Rob is delighted to have been chosen to light much of the opening rep season of shows at the new Storyhouse theatre in Chester.
Storyhouse is a conversion of the abandoned 1930s Odeon cinema by architects Bennetts Associates, incorporating a theatre, a studio theatre, a cinema, and a library together with wonderful foyers spaces in what was the original cinema auditorium. The main theatre has a very particular trick: for most of the year it will operate as a proscenium arch theatre facing three levels of seating, perfect for receiving incoming tours. But for Storyhouse's own shows, it converts to a wonderfully intimate thrust stage, of the kind familiar to anyone who has visited the summer seasons of outdoor theatre at Chester’s Grovesnor Park Open Air Theatre over the last few years. The team behind Grovesnor Park are now running Storyhouse, and in fact three of the shows that open indoors at Storyhouse will later transfer outdoors to the park over the summer.
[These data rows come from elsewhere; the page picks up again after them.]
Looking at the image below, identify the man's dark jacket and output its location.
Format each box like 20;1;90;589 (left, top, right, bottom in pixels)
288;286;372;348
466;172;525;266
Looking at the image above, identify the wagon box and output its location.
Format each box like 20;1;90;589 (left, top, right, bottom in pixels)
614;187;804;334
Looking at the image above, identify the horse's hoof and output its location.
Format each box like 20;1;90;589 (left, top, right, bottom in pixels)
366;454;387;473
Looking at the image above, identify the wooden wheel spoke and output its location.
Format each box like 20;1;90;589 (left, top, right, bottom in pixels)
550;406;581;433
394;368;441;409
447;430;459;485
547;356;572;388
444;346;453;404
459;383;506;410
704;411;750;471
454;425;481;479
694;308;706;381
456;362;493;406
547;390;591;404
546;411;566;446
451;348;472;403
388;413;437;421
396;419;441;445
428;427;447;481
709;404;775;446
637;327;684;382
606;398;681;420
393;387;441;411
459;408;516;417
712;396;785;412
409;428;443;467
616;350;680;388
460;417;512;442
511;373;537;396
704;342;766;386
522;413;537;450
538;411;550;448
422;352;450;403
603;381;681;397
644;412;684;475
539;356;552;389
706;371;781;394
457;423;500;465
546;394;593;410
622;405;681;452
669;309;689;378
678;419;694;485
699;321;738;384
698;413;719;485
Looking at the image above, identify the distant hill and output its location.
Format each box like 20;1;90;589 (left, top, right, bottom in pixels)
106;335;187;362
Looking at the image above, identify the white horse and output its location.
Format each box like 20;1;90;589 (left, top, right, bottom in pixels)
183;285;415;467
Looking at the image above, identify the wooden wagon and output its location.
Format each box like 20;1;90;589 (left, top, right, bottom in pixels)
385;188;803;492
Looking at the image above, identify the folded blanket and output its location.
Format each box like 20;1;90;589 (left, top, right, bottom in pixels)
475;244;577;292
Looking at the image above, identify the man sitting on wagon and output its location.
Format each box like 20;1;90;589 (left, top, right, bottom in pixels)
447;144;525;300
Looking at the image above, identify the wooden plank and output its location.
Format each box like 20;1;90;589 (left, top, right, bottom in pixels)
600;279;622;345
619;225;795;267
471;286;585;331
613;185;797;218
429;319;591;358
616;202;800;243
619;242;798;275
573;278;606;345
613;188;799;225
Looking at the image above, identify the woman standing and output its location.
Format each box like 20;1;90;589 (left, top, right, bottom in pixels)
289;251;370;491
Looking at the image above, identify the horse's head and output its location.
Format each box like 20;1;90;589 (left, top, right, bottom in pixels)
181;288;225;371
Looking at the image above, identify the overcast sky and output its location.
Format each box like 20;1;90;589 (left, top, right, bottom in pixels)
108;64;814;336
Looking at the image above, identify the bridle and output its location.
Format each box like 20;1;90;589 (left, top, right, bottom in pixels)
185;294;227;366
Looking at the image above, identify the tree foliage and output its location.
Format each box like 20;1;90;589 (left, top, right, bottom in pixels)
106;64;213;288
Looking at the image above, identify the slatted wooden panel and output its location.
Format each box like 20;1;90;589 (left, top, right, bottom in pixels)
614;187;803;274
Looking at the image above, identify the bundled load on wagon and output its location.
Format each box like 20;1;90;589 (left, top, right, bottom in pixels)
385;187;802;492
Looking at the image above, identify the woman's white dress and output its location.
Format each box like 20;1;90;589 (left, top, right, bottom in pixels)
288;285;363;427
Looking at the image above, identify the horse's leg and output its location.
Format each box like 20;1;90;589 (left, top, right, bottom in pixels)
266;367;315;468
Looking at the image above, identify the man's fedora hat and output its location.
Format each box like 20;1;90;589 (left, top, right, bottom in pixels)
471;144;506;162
Rob has been involved with Storyhouse for the last three years, helping to oversee the technical planning for the theatre alongside theatre consultants Charcoalblue, and identifying the range of lighting fixtures and control systems needed to best deal with the theatre’s dual nature, before working with the theatre’s technical team to create the final shopping list of lighting equipment for the venue. As he says, “that probably then makes me the perfect choice to light the opening season of shows, since on the one hand I have a deep hypothetical knowledge of the theatre from years of staring at drawings of it, and on the other if I'm not happy with the equipment stock the theatre has the only person I can complain to is me!”
In the opening season, Rob will light The Beggar’s Opera and A Midsummer Night’s Dream, both directed by Storyhouse’s Artistic Director, Alex Clifton, and Alice In Wonderland, directed by Derek Bond. All three productions are designed by Jess Curtis.
The opening performance, of Beggar’s Opera, takes place on Thursday 11th May; it then plays in rep with the other shows and the season's fourth production, Julius Caesar.